Israel entblößt sich selbst: „IS ist für uns ein nützliches Instrument: Ende des IS ist nicht sinnvoll“

Efraim Inbar, Leiter des Begin-Sadat Centers for Strategic Studies, hat sich gegen eine vollständige Zerschlagung des IS ausgesprochen.
Aus israelischer Sicht stellen sunnitische Terrororganisation wie Al-Nusra und IS nützliche Instrumente gegen den Iran und die schiitische Hisbollah dar.

Das Begin-Sadat Center, das nach eigenen Angaben eine „realistische, konservative, zionistische Agenda für Sicherheit und Frieden in Israel“ verfolgt, verfügt über einige Angehörige der Streitkräfte (IDF) im Vorstand.

Der Leiter des Centers, Efraim Inbar, betrachtet trotz des hohen Maßes an Brutalität, das Terrorgruppen wie der IS offenbaren, diese als das geringste Übel unter den zahlreichen Feinden, die Israel in der Region hat. So schreibt er:

Ein schwacher IS ist, anders als man denken mag, einem zerstörten IS vorzuziehen. Die Aufrechterhaltung des Bestehens des IS dient auch einem strategischen Ziel. Wieso sollten wir dem brutalen Assad-Regime helfen, den syrischen Bürgerkrieg zu gewinnen?“

Der IS hat bis dato keine nennenswerten Aktivitäten in Israel entfaltet. Er drohte bislang einzig der im Gaza-Streifen herrschenden Hamas damit, Terror in deren Machtbereich zu tragen, weil diese es bis dato unterließ, dem selbst ernannten „Kalifen“ Abu Bakr Al-Baghdadi den Treueschwur zu leisten. Auf diese Weise hatte der IS bereits gegenüber Al-Kaida die Flucht nach vorne ergriffen. Der IS wollte sich daraufhin als die neue Avantgarde des bewaffneten Kampfes in Szene setzen.

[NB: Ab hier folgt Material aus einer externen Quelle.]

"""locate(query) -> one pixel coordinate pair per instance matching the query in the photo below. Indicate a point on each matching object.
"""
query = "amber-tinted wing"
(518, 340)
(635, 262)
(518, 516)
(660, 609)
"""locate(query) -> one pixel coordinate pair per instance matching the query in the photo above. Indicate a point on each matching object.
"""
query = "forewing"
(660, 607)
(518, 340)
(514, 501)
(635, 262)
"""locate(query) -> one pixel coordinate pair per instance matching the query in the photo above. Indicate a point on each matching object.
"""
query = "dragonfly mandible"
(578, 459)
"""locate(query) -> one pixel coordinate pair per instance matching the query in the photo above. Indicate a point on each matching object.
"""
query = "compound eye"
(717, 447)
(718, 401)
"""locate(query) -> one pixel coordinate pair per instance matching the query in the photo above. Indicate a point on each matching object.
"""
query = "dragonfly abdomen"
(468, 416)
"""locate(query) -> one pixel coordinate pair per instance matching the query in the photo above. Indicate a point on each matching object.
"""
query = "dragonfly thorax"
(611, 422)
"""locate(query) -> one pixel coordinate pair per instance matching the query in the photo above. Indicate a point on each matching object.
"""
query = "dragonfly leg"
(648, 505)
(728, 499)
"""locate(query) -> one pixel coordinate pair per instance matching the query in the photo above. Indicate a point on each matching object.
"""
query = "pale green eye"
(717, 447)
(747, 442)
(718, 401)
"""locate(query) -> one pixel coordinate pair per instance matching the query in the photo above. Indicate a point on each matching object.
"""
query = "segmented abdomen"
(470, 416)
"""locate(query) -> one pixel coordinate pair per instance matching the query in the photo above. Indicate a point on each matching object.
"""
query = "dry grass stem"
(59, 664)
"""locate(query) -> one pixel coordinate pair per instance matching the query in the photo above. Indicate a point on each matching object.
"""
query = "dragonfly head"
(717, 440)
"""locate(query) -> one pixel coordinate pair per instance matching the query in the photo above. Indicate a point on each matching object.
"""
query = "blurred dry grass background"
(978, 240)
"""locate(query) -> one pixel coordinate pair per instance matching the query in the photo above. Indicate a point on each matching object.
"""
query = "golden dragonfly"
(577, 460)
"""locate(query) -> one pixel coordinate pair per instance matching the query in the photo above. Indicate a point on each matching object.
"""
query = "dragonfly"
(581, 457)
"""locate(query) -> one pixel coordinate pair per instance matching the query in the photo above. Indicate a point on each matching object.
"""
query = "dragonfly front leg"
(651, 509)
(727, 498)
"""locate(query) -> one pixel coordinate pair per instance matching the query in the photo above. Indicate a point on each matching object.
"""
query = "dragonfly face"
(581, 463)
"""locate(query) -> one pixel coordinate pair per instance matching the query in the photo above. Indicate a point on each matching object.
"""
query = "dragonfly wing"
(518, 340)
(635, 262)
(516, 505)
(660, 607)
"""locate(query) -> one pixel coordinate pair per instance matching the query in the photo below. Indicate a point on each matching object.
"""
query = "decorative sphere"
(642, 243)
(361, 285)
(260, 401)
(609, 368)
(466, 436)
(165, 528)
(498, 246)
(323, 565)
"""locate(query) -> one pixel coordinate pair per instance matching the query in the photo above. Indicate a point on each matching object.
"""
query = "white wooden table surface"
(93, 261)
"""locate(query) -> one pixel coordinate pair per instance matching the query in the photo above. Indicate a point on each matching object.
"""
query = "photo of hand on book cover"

Inbar sieht den IS aber nicht nur deshalb als im Verhältnis vernachlässigbare Größe an, weil dieser bislang Angriffe auf Israel unterließ. Aus Sicht des jüdischen Staates stellen der Iran, Syrien und die Hisbollah wesentlich größere und gefährlichere Feinde dar.

Insbesondere an die Hisbollah hat Israel keine guten Erinnerungen, nachdem die eigenen Streitkräfte im Jahr 2006 bei dem Versuch gescheitert waren, die schiitischen Brigaden im Rahmen einer Invasion im Süden Libanons zu zerschlagen. Bereits im Jahr 2000 war es der Hisbollah gelungen, nach einem langen Guerillakrieg Israel und seine Verbündeten aus dem Libanon zu drängen.

Dass die Hisbollah jetzt jedoch als Partner des Iran und der Regierung des syrischen Präsidenten Bashar al-Assad im syrischen Bürgerkrieg gegen sunnitische Gruppen kämpft, die im Einklang mit Saudi-Arabien den Konflikt gezielt auf eine konfessionelle Ebene verlagern wollen, ist aus Sicht Israels eine Erleichterung. „Hisbollah ist durch den Kampf gegen den IS ernsthaft beschäftigt“, erklärt Inbar. Es sei aus Sicht Israels in jedem Fall vorzuziehen, dass Hisbollah ihre Waffen gegen andere Ziele richtet.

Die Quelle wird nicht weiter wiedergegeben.